A copy of the Bankruptcy Act is out

A copy of the Bankruptcy Act is out: A copy of the Bankruptcy Act, which is currently being reviewed by the Council of State (Maglis Al Dawla), has made it to the press. You can view the full text here, courtesy of Al Borsa. The law, which creates a clear regulatory framework for bankruptcy proceedings in the private sector, is part a basket of structural reforms meant to improve Egypt’s business climate and boost investor confidence. By outlining clear steps and guidelines for cases of bankruptcy, the legislation protects heads of failed companies and individuals from debtors prison and a tangle of complex criminal court proceedings. The Council of State expects to conclude its review of the draft act within a month. Among its highlights:

  • Economic courts hold sway, will form bankruptcy divisions: Economic courts are the only authority allowed to look into bankruptcy cases and a bankruptcy judge’s ruling will also be considered final and cannot be appealed. Economic courts will effectively create “bankruptcy courts” — departments to handle bankruptcy filings, including mediation, restructuring and settlement procedures.
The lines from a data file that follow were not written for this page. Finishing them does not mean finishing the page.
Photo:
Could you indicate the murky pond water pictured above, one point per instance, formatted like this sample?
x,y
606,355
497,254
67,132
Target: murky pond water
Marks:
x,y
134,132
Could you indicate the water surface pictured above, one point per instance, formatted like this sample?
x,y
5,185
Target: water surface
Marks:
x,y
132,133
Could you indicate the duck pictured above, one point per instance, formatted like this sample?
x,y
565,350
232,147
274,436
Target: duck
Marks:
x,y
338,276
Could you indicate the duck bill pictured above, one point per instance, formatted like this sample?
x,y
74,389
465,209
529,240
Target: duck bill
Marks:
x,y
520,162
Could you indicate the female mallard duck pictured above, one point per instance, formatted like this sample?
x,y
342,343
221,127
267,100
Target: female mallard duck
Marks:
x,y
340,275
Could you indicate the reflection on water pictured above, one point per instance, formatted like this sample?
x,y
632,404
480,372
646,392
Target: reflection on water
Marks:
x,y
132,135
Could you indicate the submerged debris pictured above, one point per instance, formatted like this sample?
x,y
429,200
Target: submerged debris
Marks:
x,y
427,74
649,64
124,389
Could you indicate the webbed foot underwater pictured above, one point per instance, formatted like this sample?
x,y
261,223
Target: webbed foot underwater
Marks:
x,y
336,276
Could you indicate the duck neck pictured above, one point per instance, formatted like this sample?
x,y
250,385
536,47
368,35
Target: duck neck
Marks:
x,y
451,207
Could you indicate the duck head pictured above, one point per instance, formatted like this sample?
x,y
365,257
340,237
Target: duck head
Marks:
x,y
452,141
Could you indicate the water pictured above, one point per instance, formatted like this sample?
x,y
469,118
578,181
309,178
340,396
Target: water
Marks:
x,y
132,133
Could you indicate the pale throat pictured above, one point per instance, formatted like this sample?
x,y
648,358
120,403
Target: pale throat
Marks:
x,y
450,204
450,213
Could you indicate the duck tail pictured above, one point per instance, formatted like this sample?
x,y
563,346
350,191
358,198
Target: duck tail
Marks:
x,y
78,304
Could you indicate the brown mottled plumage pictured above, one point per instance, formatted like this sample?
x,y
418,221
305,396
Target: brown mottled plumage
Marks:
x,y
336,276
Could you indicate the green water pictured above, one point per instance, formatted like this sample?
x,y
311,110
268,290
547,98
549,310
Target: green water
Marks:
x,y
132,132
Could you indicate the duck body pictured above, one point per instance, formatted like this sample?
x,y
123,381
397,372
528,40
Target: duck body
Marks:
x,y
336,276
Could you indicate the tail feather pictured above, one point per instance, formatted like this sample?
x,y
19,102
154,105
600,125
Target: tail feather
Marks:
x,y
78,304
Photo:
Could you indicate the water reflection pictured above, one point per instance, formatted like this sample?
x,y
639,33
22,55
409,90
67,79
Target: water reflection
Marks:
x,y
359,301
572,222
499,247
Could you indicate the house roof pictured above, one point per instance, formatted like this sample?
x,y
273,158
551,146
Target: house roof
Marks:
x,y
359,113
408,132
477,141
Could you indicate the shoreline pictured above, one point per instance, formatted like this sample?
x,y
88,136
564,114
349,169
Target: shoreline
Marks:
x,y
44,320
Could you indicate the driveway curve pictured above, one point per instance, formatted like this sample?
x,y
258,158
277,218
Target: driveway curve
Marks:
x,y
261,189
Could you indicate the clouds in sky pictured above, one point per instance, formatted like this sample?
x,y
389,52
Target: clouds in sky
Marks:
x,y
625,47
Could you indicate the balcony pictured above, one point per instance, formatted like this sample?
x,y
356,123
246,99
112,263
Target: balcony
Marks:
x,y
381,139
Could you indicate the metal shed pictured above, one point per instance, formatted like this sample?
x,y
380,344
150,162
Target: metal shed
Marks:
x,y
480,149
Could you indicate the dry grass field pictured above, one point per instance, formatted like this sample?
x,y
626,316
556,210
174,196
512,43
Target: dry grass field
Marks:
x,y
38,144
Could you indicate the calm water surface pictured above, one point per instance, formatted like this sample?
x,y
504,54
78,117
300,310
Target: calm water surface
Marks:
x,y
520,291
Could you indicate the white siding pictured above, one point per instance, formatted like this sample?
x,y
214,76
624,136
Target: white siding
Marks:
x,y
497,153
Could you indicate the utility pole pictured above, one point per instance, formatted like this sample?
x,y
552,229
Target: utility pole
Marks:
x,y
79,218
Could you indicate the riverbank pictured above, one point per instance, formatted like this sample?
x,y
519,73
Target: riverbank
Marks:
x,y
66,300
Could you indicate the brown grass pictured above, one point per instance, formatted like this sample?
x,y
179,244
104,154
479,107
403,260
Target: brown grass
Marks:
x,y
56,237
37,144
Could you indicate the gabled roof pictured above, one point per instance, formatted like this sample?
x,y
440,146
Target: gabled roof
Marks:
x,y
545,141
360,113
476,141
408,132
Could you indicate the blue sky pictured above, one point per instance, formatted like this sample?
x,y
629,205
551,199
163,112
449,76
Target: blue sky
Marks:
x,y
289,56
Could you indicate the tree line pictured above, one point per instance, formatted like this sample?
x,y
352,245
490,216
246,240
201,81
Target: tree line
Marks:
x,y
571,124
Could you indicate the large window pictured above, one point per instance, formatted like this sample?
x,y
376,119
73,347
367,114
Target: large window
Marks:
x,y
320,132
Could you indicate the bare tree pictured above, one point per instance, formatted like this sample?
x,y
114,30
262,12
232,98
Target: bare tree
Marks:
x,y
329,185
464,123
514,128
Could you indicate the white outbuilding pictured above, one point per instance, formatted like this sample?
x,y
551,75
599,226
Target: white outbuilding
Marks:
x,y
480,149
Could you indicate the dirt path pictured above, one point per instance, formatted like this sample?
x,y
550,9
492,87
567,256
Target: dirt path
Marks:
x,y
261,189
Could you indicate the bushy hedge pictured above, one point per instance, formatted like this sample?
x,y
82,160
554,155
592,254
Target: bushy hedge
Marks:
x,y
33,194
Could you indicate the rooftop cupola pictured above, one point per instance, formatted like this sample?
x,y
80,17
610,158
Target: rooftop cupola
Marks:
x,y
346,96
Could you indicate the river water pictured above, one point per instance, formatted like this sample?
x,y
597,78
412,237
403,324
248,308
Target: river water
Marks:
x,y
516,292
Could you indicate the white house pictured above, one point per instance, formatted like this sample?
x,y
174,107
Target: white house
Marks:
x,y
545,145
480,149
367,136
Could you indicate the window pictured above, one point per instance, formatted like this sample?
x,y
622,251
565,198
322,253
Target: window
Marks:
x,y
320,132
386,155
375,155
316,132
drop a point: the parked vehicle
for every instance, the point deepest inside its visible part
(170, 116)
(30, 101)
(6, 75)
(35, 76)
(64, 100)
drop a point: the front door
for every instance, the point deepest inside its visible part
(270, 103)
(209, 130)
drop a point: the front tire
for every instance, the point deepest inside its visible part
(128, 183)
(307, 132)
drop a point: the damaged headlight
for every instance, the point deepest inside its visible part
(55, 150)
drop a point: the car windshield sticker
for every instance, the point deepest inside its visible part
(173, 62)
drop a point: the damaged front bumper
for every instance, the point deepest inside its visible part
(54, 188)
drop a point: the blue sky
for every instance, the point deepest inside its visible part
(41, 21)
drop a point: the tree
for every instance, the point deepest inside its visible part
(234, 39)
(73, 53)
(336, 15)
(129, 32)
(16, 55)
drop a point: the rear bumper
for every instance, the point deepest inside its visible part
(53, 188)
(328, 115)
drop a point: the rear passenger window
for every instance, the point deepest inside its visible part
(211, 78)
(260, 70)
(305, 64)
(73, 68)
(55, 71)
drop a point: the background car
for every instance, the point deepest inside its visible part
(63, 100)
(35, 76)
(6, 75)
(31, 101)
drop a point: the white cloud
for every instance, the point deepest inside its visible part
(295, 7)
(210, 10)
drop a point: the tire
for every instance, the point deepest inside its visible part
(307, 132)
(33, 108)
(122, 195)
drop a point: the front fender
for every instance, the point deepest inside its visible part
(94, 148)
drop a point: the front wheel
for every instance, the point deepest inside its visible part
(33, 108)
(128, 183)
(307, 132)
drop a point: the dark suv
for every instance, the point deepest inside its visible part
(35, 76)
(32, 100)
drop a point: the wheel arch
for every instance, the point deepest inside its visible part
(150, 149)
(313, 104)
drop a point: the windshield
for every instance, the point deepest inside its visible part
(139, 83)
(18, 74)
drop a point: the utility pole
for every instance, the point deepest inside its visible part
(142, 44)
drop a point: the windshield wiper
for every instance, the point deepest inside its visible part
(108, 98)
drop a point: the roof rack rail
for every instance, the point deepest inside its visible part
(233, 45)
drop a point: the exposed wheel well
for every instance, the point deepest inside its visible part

  • Who can file for bankruptcy? A request for bankruptcy can be filed in person by the debtor, by the creditor, or by order of the Prosecutor General’s Office, with a statute of limitations of up to one-year after a person’s death or after retirement.
  • It’s not just about liquidation — restructuring is also in the cards: Companies with paid-in capital north of EGP 1 mn can lodge a request to restructure or choose to negotiate a settlement in lieu of declaring bankruptcy before bankruptcy court proceedings begin or a verdict is issued by an economic court in a bankruptcy case.
  • Crime and punishment: Cooking the books to declare bankruptcy or fraudulently reaching a settlement or restructuring agreement could result in prison sentences of up to five years and fines up to EGP 500k. Concealing financial records and accounting negligence in bankruptcy cases carries a minimum sentence of six months in prison and up to EGP 200k for the primary perpetrators and board members convicted of the crime.
  • The law will be applied retroactively to ongoing cases.